Example1: Find the value for $\mathrm{\overrightarrow{B}.\overrightarrow{dl}}$ in surface 1 and 2.
Ans: We can see from the figure that S1 contains two currents 1A and $\mathrm{5A.\overrightarrow{B}.\overrightarrow{dl} =6}$ S2 also contains two currents but one in a negative direction. $\mathrm{\overrightarrow{B}.\overrightarrow{dl}=5-2=3}$
Example 2: A long straight wire of radius R=2cm is carrying a current 10A. Find the magnetic field 8cm away from it?
We have derived the equation for the magnetic field due to straight wire. We can directly use it here.

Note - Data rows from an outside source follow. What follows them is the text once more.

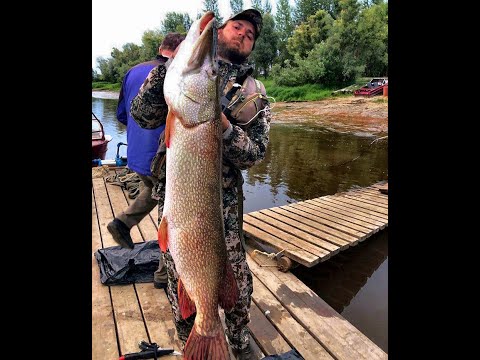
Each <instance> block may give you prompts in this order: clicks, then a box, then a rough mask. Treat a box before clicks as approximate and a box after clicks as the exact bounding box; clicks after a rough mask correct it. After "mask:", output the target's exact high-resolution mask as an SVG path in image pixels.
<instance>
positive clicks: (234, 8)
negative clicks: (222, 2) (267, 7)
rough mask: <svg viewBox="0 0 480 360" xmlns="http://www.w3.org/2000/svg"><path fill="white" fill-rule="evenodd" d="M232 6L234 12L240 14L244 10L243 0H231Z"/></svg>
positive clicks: (232, 12) (231, 4)
mask: <svg viewBox="0 0 480 360" xmlns="http://www.w3.org/2000/svg"><path fill="white" fill-rule="evenodd" d="M230 8H231V9H232V14H238V13H239V12H240V11H242V10H243V0H230Z"/></svg>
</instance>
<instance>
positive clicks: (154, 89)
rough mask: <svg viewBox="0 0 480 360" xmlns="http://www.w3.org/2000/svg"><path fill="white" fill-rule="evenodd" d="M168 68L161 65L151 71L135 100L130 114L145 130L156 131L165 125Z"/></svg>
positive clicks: (148, 75)
mask: <svg viewBox="0 0 480 360" xmlns="http://www.w3.org/2000/svg"><path fill="white" fill-rule="evenodd" d="M165 73H166V68H165V65H163V64H161V65H158V66H156V67H154V68H153V69H152V70H150V72H149V74H148V76H147V78H146V79H145V81H144V82H143V84H142V86H141V87H140V90H139V91H138V94H137V95H136V96H135V97H134V98H133V100H132V104H131V106H130V114H131V115H132V117H133V119H134V120H135V121H136V122H137V124H138V125H139V126H140V127H141V128H144V129H156V128H158V127H159V126H160V125H163V124H165V119H166V117H167V112H168V106H167V103H166V102H165V98H164V96H163V82H164V80H165Z"/></svg>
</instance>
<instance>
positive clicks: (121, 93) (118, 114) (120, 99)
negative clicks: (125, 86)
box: [117, 73, 128, 125]
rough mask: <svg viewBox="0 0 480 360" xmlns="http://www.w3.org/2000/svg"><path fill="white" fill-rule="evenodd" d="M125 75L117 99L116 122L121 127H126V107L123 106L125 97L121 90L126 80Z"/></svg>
mask: <svg viewBox="0 0 480 360" xmlns="http://www.w3.org/2000/svg"><path fill="white" fill-rule="evenodd" d="M127 76H128V73H127V75H125V78H124V79H123V83H122V87H121V88H120V95H119V97H118V105H117V120H118V121H120V122H121V123H122V124H123V125H127V107H126V105H125V95H124V93H123V90H124V88H125V81H126V79H127Z"/></svg>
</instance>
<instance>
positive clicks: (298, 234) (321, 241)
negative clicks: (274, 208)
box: [248, 211, 340, 253]
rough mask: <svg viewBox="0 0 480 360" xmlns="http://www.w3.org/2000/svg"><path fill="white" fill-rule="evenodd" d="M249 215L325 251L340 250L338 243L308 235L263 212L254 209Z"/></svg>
mask: <svg viewBox="0 0 480 360" xmlns="http://www.w3.org/2000/svg"><path fill="white" fill-rule="evenodd" d="M248 215H249V216H250V217H254V218H256V219H258V220H260V221H263V222H264V223H266V224H270V225H272V226H274V227H276V228H277V229H279V230H281V231H283V232H285V233H288V234H291V235H293V236H296V237H297V238H300V239H304V240H306V241H308V242H309V243H311V244H313V245H316V246H318V247H321V248H323V249H325V250H327V251H331V252H335V253H337V252H339V251H340V247H339V246H338V245H335V244H332V243H330V242H328V241H325V240H323V239H320V238H318V237H316V236H313V235H310V234H309V233H306V232H305V231H302V230H299V229H297V228H295V227H293V226H290V225H288V224H285V223H283V222H281V221H278V220H275V219H273V218H271V217H269V216H267V215H265V214H262V213H260V212H258V211H254V212H251V213H249V214H248Z"/></svg>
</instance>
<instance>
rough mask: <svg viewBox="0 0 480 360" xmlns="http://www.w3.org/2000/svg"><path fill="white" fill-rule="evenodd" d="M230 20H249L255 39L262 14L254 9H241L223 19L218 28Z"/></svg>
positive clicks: (259, 26)
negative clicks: (238, 11) (224, 19)
mask: <svg viewBox="0 0 480 360" xmlns="http://www.w3.org/2000/svg"><path fill="white" fill-rule="evenodd" d="M230 20H246V21H249V22H251V23H252V25H253V27H254V28H255V40H257V39H258V37H259V36H260V32H261V31H262V25H263V20H262V14H261V13H260V11H258V10H256V9H246V10H243V11H241V12H239V13H237V14H235V15H232V16H231V17H230V18H228V19H227V20H225V22H224V23H223V24H222V26H220V28H223V27H224V26H225V25H226V24H227V22H228V21H230Z"/></svg>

$$\mathrm{B =\frac{\mu_0 i}{2\Pi r}=\frac{4\Pi\times 10^7\times10}{2\Pi\times 8 \times10^{−2}}=\frac{20\times 10^{−5}}{8}=2.5\times 10^{−5}\:Tesla}$$
We can simplify our estimation of force of field due to current distributions using Ampere’s law. But it can only be used if there is some symmetry in the system. If there is some source of varying electric field inside the loop then Ampere’s law fails to give any reasonable result. Maxwell modified this law for such cases and introduced the concept of Displacement current. Which can be demonstrated using the case of capacitors. We can use Ampere’s law to estimate force of field due to linear current carrying wire and it comes out to be inversely proportional to the distance at which we are calculating the field.
Q1. Write the source of the magnetic field other than current carrying wire?
Ans. Varying electric field can also produce magnetic field
Q2. Is Ampere’s law in a loop true for all kinds of currents?
Ans. No, these are true only for steady currents.
Q3. Can we derive Biot-savart's law from Ampere’s law?
Ans. Yes, they can be derived from each other.
Q4. What is equivalent to Ampere's law in electrostatics?
Ans. Gauss’ law is equivalent to ampere’s law.
Q5. What is the conclusion of Ampere-Maxwell’s law?
Ans. Ampere-maxwell’s law tells us that magnetic fields can be produced by current carrying wire as well as varying electric fields.